Discussions

EJB design: Classical Problem of Performance - Loading Many to Many Relation

  1. Hi There,

    I am facing a classical problem of loading many to many relationship information using JDBC.

    The problem goes like this...

    There is a nxm relationship between Task and Element connected using Task_element table. Now I am supposed to load both Task and Element data in database.

    Typically a Task can be associated with 3 to 5 Elements. Element is not a master data as such but can be considered as a master data for a particular user section. (Frequency of change in ELements is once a month).

    Now when I load this information as a typicall JDBC way, I have two options.

    1. Write a Join on all 3 tables and get complete information.

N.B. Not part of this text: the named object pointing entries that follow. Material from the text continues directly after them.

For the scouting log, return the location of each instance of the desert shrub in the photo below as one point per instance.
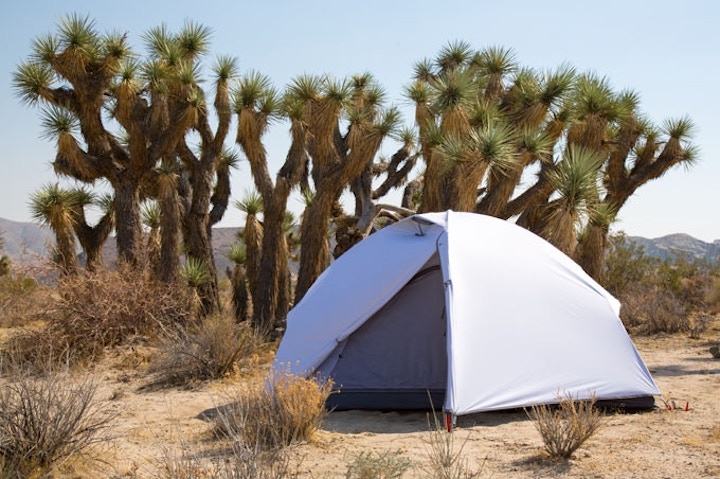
(291, 411)
(566, 427)
(93, 311)
(646, 310)
(626, 264)
(20, 298)
(45, 420)
(209, 349)
(660, 296)
(371, 465)
(242, 462)
(445, 457)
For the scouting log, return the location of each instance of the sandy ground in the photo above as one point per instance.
(153, 425)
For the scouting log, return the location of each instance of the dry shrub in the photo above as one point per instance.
(445, 458)
(647, 309)
(566, 427)
(210, 349)
(19, 297)
(289, 412)
(46, 420)
(370, 465)
(243, 462)
(93, 311)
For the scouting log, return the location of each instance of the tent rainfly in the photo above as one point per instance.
(468, 311)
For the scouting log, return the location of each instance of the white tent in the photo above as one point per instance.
(479, 312)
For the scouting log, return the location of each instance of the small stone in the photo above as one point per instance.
(715, 351)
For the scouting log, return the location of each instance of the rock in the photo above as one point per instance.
(715, 351)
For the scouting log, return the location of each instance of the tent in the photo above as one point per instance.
(468, 311)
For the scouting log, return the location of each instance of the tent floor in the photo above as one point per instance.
(424, 400)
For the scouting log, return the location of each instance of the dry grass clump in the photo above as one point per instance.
(18, 298)
(648, 310)
(566, 427)
(93, 311)
(385, 465)
(45, 420)
(210, 349)
(445, 457)
(291, 411)
(242, 462)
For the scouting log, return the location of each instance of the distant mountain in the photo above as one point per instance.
(679, 244)
(25, 241)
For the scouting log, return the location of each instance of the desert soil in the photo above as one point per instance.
(663, 443)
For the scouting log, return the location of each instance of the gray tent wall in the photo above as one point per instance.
(402, 349)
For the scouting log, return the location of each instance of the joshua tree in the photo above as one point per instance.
(93, 238)
(153, 106)
(483, 121)
(256, 104)
(238, 277)
(337, 159)
(56, 207)
(252, 238)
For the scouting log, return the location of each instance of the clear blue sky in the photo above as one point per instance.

    Catch- Catch here is that no. of tasks are more than 2000. Hence no. of rows returned fromt he database are 2000 x 4 (average no of elements associated with each task) = 8000 records. Since task table has more than 15 fields to be retrieved and element has got 5 more so total columns retrieved from database are 8000 x 20 = 1,60,000. This causes exessive network traffic. Usually this complete operation takes 8-12 sec. based on no. of concurrent users.


    2. Write an Oracle function to concatenate element_ids associated with the task and return it with each task, whcih will be then parsed in the Weblogic server and element ids will be retrieved.

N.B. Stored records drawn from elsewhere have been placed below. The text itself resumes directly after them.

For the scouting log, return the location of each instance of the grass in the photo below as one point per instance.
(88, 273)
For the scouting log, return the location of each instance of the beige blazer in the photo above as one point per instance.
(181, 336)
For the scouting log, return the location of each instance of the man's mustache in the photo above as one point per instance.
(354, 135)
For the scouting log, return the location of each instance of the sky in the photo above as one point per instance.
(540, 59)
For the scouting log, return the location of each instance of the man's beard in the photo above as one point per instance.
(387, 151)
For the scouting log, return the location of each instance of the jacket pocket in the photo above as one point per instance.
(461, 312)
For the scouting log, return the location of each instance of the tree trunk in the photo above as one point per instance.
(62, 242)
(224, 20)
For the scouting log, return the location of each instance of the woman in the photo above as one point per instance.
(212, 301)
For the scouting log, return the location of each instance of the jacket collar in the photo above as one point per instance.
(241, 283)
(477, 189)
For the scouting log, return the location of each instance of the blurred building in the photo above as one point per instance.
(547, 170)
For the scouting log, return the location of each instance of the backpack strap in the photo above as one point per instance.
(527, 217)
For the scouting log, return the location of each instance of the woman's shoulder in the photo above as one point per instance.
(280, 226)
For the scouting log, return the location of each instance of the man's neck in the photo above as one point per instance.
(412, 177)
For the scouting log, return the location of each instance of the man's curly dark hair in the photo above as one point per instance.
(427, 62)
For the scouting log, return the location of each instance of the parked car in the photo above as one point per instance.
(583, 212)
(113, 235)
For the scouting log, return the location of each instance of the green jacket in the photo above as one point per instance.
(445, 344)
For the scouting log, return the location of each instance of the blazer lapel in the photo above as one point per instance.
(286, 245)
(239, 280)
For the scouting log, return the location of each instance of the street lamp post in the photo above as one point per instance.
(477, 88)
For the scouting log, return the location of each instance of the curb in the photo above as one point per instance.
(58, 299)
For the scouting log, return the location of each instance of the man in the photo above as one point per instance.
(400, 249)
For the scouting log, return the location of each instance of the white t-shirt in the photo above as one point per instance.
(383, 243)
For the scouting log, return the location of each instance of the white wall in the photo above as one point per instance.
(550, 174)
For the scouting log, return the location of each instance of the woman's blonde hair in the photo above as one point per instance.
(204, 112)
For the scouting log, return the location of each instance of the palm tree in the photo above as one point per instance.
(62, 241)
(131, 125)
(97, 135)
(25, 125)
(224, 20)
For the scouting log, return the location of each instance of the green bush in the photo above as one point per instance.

    Catch - The function will fire a query to get the element ids associated with the task. This means for 2000 rows it will fire 2000+1 queries to get the complete information. Which anyway will increase load on database.

    My problem seems to be a very classic and recurring problem as most of the complex applications have such relationships.

    When amount of data increases the performance degrades.

    Could someone help in finding a reasonable solution for this problem.

    Thanks in advance.

    Shiv
  2. I think option 1 is going to be as good as it is going to get. I think you have several choices:

    1. Try to optimize your query further. Maybe by indexing your tables better you can get the query to run in a reasonable amount of time.

    2. Cache the query results in memory. Assuming that the list of tasks does not change frequency, maybe you can get away with running the query once per user login/logout (or something like that) and otherwise leaving the list fixed.

    3. Maybe you can figure out queries that determine deltas on your data system to improve data caching: add tasks for just the last user that logged in, and remove tasks for that user when they log out.
  3. more ideas[ Go to top ]

    You need to be a little more specific here.

    1. Are you loading this data to be viewable by a human being because if so you can easily add paging so that you load only X rows at a time.

    2. Aside from using a view you can also provide quicka and efficient loading using a SQL IN clause, i.e. load one parent table row, load this mapping row and then load the other parent rows using the IN clause and the ids. This can also be done for multiple records at a time and is efficient, especially when combined with a cache which performs object id to object mapping.

    3. Lazy loading can solve this problem as well. Just because you have lots of data does not mean you should retreieve it all.

    Hope this helps!

    Bruce